Just thought I would update everybody about Nikon's new update to ViewNX.  ViewNX2 is out and wow...what an improvement.  This is the perfect compliment now to Capture NX2 and is now a great standalone raw editor for Nikon.  There are loads of new features making it easier to use, but one of the biggest pluses is that now VNX2 has a cropping and straightening tool so you don't have to open another editor for that minor change.


Everybody go check it out...seems to be faster than ViewNX has loads more option and is still a free software.  It also has easy buttons for toggling editing...you can view the tools in full screen mode now, easy button for exporting to Capture NX2, etc.....lots of nice new things and just wanted to share with the fellow TPF folks...if you have a Nikon, go download it from Nikon's site and post back with your thoughts.


----------



## KmH (Aug 18, 2010)

Even better: *Get NX2 for free:*

Nikon Imaging | Global Site | ViewNX 2


----------



## shaunly (Aug 19, 2010)

I've been playing with it for the past 2 hours.

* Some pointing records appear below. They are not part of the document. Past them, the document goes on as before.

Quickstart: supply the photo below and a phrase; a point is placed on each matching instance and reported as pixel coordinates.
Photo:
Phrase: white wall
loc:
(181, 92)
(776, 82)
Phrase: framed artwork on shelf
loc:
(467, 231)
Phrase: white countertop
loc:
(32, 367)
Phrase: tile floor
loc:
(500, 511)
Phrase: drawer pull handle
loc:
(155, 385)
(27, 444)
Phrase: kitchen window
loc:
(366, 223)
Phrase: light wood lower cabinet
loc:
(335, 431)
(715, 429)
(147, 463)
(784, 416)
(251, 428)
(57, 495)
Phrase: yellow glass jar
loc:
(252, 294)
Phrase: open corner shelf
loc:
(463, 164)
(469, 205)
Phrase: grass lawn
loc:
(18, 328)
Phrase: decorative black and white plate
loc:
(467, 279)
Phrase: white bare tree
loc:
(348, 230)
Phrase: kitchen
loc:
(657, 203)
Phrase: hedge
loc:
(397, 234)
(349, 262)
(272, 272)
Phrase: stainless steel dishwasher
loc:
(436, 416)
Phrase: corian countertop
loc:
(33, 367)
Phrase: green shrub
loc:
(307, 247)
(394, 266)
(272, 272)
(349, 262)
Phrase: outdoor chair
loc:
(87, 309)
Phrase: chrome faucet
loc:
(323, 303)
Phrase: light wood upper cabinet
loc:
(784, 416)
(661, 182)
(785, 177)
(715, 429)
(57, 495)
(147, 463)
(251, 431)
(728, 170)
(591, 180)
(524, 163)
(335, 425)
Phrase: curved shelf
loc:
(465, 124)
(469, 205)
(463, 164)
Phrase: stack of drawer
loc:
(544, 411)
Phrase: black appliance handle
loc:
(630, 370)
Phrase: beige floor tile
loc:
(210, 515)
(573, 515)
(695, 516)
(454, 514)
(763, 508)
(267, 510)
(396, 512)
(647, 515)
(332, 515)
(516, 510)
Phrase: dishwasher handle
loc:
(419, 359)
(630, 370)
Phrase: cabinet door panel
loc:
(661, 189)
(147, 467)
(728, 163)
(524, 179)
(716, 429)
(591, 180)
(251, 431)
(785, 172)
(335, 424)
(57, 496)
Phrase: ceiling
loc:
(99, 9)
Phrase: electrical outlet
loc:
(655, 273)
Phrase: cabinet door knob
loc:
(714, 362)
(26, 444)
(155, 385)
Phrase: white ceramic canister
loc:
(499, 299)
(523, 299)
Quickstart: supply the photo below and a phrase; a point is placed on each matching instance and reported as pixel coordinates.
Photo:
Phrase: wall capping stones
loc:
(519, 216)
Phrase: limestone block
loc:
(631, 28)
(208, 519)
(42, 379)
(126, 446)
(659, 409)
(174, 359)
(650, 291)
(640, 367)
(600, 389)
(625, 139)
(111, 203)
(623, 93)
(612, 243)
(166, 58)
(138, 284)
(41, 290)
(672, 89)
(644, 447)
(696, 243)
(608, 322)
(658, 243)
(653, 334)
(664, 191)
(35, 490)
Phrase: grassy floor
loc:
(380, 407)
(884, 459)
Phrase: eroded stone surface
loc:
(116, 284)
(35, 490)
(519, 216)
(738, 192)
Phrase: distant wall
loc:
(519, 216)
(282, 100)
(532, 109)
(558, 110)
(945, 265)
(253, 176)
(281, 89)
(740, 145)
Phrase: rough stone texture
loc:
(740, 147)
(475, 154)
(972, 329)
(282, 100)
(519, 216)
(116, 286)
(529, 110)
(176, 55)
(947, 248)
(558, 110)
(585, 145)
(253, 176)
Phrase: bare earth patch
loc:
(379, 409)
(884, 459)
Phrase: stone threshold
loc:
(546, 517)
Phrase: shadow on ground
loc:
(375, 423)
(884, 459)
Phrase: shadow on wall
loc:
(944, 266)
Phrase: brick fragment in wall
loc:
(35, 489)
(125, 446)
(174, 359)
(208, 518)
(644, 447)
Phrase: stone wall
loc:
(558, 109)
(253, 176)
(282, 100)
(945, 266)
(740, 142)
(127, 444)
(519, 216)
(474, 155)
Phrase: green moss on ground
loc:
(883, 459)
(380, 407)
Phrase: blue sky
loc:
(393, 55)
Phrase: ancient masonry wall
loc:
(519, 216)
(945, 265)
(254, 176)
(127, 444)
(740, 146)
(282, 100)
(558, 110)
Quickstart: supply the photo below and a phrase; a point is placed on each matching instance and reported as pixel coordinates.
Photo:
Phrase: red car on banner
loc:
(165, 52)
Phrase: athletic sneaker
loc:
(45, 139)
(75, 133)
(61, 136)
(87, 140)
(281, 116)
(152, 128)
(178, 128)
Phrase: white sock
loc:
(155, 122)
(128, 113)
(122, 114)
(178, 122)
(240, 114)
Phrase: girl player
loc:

Great new update!


----------



## Sw1tchFX (Aug 19, 2010)

its ok, I still strongly prefer Adobe ACR because tight details are rendered smoother and more naturally, not blocky and digital like Nikon JPEGS, which is what NX2 makes RAW's look like.


----------



## ann (Aug 19, 2010)

keith,

not doubting you, but where does it say this is free? i would like to forward this to some students, but don't want them to end up paying something in the long run.

i read through the verbage but missed the free part.

thanks.
ann

oops, sorry keith, i was thinking about capture nx2, my bad. this is just and upgrade of their freebie .


----------



## lenscap90210 (Sep 29, 2010)

When I click on the e-mail icon, my email doesn't come up, so that I may attach photos.  What to do?


----------